Laporan itu tercatat dalam Surat Tanda Terima Laporan/Pengaduan Masyarakat (STTLPM) Nomor STTLPM/17.SATRESKRIM/I/2026/SPKT/POLRES SITUBONDO, dengan terlapor seorang pria berinisial Y (40), warga Desa Rajek Wesi, Kecamatan Kendit.
Berdasarkan keterangan pelapor, peristiwa bermula sekitar November 2025 saat korban membeli lima pohon mangga di kebun milik terlapor seharga Rp200 ribu, dengan kesepakatan akan dipanen pada Januari 2026. Namun saat dicek kembali, jumlah pohon yang ada hanya tiga pohon, tidak sesuai dengan kesepakatan awal.
Meski demikian, korban tetap merawat ketiga pohon tersebut hingga berbuah dengan mengeluarkan biaya perawatan sekitar Rp1 juta. Konflik kemudian memuncak pada Rabu, 7 Januari 2026 sekitar pukul 12.00 WIB, saat korban hendak memanen hasil kebun.
Menurut laporan, terlapor melarang korban memanen, memberikan peringatan sebanyak tiga kali, serta diduga mengancam korban dengan sebilah clurit yang diarahkan dari jarak sekitar enam meter. Atas kejadian tersebut, korban mengaku mengalami kerugian materiil sebesar Rp1,2 juta serta merasa terintimidasi.
Korban didampingi oleh Lembaga Perlindungan Konsumen (LPK) Jatim saat melaporkan peristiwa itu ke Mapolres Situbondo.

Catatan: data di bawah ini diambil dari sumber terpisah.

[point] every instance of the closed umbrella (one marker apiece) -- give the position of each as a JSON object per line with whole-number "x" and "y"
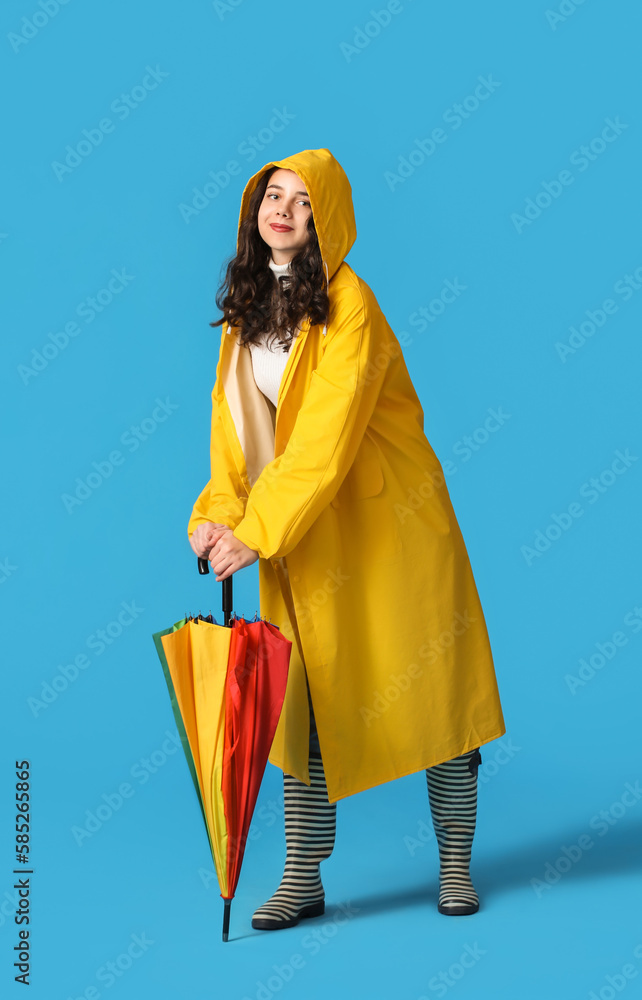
{"x": 226, "y": 685}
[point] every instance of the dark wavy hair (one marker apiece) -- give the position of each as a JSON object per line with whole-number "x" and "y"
{"x": 253, "y": 299}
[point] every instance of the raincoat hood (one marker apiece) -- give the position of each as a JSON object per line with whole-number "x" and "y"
{"x": 330, "y": 200}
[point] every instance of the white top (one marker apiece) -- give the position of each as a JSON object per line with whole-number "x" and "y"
{"x": 268, "y": 363}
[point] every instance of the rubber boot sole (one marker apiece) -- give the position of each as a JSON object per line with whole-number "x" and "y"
{"x": 272, "y": 924}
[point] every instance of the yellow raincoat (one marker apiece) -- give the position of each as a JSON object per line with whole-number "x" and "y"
{"x": 362, "y": 563}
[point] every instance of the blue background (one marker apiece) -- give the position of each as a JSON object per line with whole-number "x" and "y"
{"x": 570, "y": 749}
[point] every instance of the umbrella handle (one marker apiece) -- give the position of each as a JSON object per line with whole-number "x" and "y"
{"x": 203, "y": 568}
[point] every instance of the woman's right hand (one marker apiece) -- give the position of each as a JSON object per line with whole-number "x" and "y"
{"x": 205, "y": 536}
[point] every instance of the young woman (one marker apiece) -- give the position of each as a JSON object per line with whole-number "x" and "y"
{"x": 321, "y": 470}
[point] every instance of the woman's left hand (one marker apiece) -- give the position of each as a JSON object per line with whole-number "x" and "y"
{"x": 229, "y": 555}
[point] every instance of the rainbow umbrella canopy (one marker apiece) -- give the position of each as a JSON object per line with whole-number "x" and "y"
{"x": 226, "y": 685}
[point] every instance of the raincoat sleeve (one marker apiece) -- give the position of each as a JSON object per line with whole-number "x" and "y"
{"x": 224, "y": 497}
{"x": 297, "y": 485}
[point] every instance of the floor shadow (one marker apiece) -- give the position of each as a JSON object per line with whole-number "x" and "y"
{"x": 617, "y": 852}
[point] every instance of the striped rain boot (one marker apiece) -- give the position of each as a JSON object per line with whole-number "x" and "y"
{"x": 452, "y": 793}
{"x": 310, "y": 827}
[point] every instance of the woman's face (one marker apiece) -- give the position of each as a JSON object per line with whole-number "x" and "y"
{"x": 286, "y": 206}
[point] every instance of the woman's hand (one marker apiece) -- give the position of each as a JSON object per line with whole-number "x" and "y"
{"x": 205, "y": 537}
{"x": 229, "y": 555}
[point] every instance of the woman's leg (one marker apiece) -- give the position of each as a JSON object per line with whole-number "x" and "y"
{"x": 452, "y": 793}
{"x": 310, "y": 827}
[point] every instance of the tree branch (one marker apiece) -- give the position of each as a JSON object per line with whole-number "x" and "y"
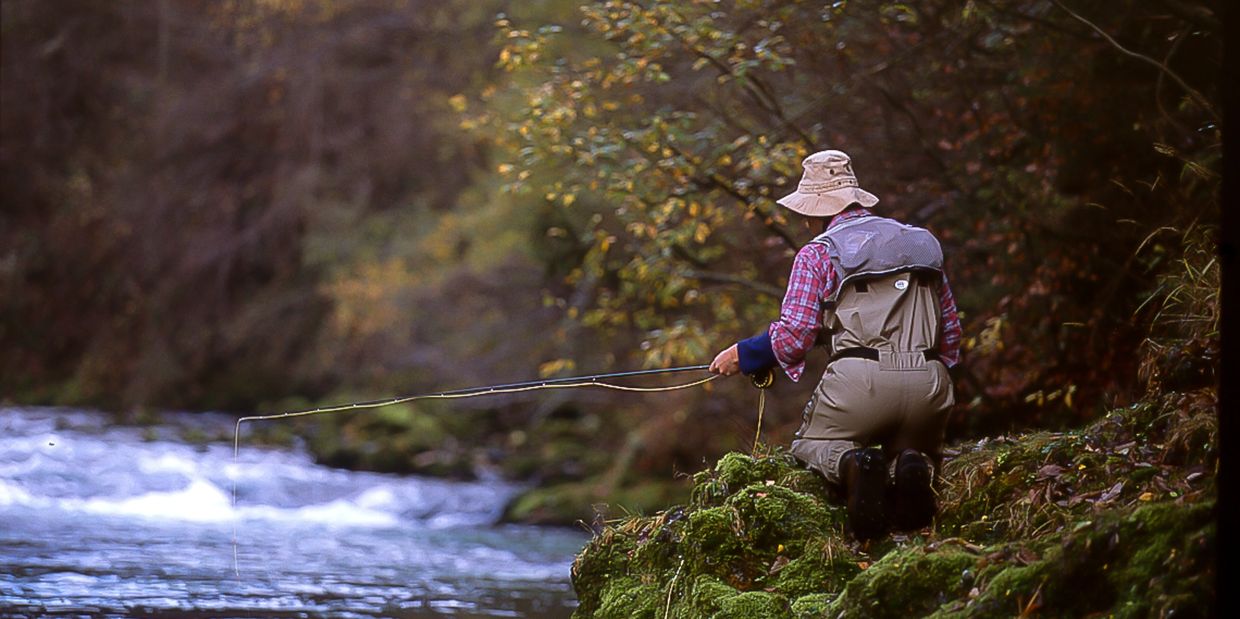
{"x": 1192, "y": 92}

Arief, selaku Ketua Investigasi LPK Jatim, menyayangkan keras dugaan tindakan terlapor yang dinilai membahayakan keselamatan seorang perempuan.
“Kami sangat menyayangkan adanya dugaan pengancaman menggunakan senjata tajam terhadap seorang perempuan. Ini bukan hanya persoalan penipuan, tetapi juga menyangkut rasa aman dan keselamatan korban,” ujar Arief kepada wartawan.
Arief menegaskan, pihaknya mendorong aparat penegak hukum untuk menangani perkara ini secara profesional dan objektif.
“Kami menyerahkan sepenuhnya proses hukum kepada kepolisian dan berharap kasus ini ditangani secara serius sesuai aturan yang berlaku,” imbuhnya.
Secara hukum, peristiwa ini diduga dapat berkaitan dengan tindak pidana penipuan sebagaimana diatur dalam Pasal 492 KUHP, serta potensi dugaan pengancaman sebagaimana diatur dalam ketentuan pidana lainnya. Namun demikian, penentuan pasal dan pembuktian sepenuhnya menjadi kewenangan penyidik kepolisian.
Pihak Polres Situbondo melalui SPKT telah menerima laporan tersebut dan menyatakan akan menindaklanjutinya sesuai prosedur hukum.
Hingga berita ini diterbitkan, belum ada keterangan resmi dari pihak terlapor, dan perkara masih dalam tahap penanganan awal.